Commentary by Heather Kestian
I am cheap. I hate spending money on things I can do myself. I refuse to pay someone to clean my house. I won’t pay someone to cut the grass or trim our bushes. I will risk electrocution to change the carriage lights on our house.
I recently learned that some things are worth paying someone to do, particularly when they have greater expertise than me. In this most recent example, we shall call this person a “doctor.”
While I was doing laundry, I ran two of my toes – full force – into the leg of the couch. Couch – 1, Mom – 0.
My 5-year-old and his impressionable ears were standing nearby. It took every ounce of self- control not to curse. I do not want to be the person whose kid goes to school and says, “Guess what my mommy said?” I was appropriately mortified when my kindergartner brought home the “S” word after his friend introduced this special word to my little one. Even though I wanted to scream his new found vocabulary word to demonstrate context and usage, I refrained from doing so. Couch – 1, Mom – 1. I am back in this game!

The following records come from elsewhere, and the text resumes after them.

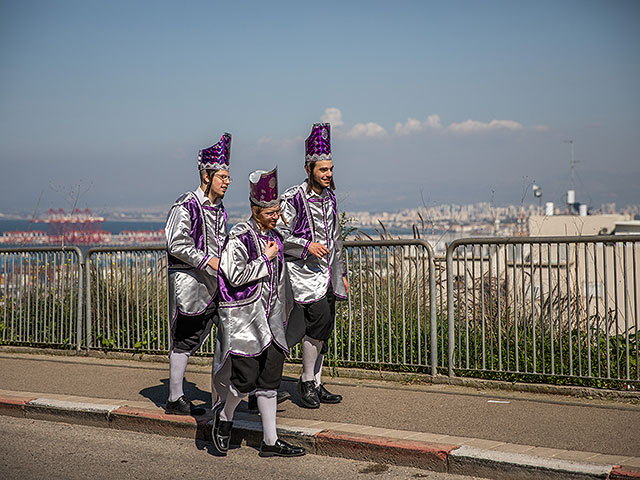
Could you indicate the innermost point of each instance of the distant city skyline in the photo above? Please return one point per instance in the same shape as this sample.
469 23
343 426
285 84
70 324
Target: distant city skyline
105 104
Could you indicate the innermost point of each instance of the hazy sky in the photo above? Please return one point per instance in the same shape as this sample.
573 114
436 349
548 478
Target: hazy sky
430 101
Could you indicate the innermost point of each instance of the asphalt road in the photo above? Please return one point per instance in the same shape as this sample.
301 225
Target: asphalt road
36 449
540 420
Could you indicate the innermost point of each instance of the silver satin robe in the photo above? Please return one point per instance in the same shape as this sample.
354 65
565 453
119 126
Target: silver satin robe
312 218
196 231
253 303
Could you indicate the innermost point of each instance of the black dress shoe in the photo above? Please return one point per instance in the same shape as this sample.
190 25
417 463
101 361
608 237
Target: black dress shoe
182 406
221 431
308 394
325 396
252 403
283 396
281 449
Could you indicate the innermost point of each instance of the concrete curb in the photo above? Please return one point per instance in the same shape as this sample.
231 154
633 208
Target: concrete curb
440 457
294 369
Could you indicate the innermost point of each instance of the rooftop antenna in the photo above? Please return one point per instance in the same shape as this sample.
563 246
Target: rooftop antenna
572 164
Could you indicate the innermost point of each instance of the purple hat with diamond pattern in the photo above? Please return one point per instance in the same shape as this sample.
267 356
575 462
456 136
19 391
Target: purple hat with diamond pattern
217 156
318 143
263 188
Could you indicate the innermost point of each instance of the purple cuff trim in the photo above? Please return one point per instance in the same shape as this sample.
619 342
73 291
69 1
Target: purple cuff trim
203 262
269 267
305 251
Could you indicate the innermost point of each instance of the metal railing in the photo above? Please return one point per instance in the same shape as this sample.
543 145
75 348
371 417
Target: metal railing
533 306
560 306
126 300
41 296
389 317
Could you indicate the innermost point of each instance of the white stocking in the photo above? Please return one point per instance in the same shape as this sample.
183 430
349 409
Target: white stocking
267 406
233 400
317 371
177 368
220 382
310 352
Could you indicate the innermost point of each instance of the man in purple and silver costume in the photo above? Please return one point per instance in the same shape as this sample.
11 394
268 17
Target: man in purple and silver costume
250 342
313 252
196 230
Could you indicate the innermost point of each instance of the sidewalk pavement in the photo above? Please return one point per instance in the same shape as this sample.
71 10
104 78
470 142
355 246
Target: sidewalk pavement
467 430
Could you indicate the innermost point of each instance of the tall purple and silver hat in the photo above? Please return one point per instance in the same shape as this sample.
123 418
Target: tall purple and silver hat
263 188
217 156
318 143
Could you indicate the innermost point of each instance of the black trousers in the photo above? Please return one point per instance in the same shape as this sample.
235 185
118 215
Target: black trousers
190 331
263 371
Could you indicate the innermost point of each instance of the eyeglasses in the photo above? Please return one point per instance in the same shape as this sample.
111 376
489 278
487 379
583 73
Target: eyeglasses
224 178
275 213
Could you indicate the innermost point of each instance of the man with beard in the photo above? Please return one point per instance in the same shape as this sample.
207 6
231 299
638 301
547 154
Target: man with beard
313 251
196 230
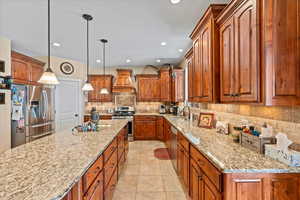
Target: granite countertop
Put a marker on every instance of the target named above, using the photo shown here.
(227, 156)
(48, 168)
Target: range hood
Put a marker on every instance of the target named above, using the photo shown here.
(123, 82)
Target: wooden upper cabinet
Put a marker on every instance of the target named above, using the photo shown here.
(177, 91)
(165, 85)
(148, 87)
(246, 53)
(36, 72)
(206, 70)
(190, 68)
(282, 52)
(98, 82)
(26, 70)
(227, 61)
(239, 52)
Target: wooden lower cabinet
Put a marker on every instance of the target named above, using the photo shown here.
(145, 127)
(110, 188)
(183, 163)
(201, 187)
(160, 128)
(99, 182)
(262, 186)
(96, 190)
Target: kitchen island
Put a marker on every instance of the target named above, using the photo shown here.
(48, 168)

I realized I had broken my toe because the pain, swelling and bruising tipped me off to this conclusion. I figured the doctor will merely tape the toe to the toe next to it. In my refusal to pay anyone to do something I can do, I bring the baby toe back in line and tape it to the toe next to it. Painful? Yes. Free? Heck yes!
By the next morning, it was the color of a stormy sky. Here is a clue that this isn’t going to be good. Oh well, off to work. Of course it is going to hurt, it is a broken bone. Take some Tylenol and move on. I have things to do!
Suffice it to say, I learned my lesson. Some hobbling around, and within 10 hours of waking up the next morning, I walked out of the doctor’s office with someone else having taped my toe to the next toe. I also received a boot, proving that some things are worth paying someone to do. This may finally help my husband not have to cut the grass. I may very well be on board with contracting more things to other people. I break a toe and he wins the game.